Business analysis conceptual modeling

Business analysts use business vocabulary to communicate domain knowledge that is organized using concept models.

A concept model begins with a dictionary, which is usually directed at the central nouns concepts of the domain.

Concept models place importance on excellence, creating reliant descriptions that are untainted by biases and an abundant terminology.

A concept model recognizes the right words to use in communications, such as when communicating business analysis information.

Concept models can be useful where:

  1. The organization needs to arrange, absorb, maintain and communicate the main knowledge.
  2. The change needs to document a large numbers of business rules.
  3. There is push back from the stakeholders about what the data models, class diagrams, or data element represent.
  4. Creative solutions are required when re-engineering business processes or other features of the business capability.
  5. The enterprise has regulatory or compliance requirements.

A concept model is different from a data model. The objective of a concept model is to assist with the communication of natural language statements, and their meaning but they are not designed to consolidate, summarize, and clarify data.

There are three elements of concepts models which are:

1. Noun Concepts: These are the simplest concepts in a concept model.

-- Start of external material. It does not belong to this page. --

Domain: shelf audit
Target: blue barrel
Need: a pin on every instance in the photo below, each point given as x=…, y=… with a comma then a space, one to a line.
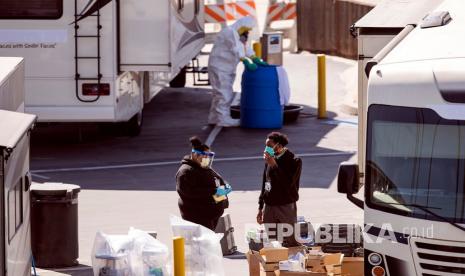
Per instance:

2. Verb Concepts: These are an association between noun concepts. These verb concepts have clear words to prevent misunderstandings and are used to create sentences.

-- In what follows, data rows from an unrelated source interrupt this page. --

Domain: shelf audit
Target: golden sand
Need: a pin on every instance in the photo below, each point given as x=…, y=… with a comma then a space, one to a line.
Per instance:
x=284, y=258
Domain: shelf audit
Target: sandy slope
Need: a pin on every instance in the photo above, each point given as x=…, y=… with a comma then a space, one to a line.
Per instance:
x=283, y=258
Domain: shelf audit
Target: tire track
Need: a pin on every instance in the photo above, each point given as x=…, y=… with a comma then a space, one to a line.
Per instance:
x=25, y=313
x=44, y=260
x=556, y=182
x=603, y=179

3. Other Connections: Because concept models should aid with interpretation, other types of common associations are used other than verb concepts.

These include :

  • classifications.
  • Words which signify a part of an association e.g. some, less.
  • positions.

The concept model has both strengths and limitations, which include:

Strengths

  • It provides a formal means of communication with the stakeholders which would convey clear information and artful meanings.
  • It is free of data design influences and the limited terminologies of data models.
  • It is very useful for professional, capable, rule based business processes.
  • It helps confirm that many business rules and complicated decision tables are transparent and cohesive.

Limitations

  • It may lead to unrealistic expectations about the successful implementation of the solution.
  • It requires the ability to think theoretically.
  • The business terminology have to be constantly updated to ensure that they remain current.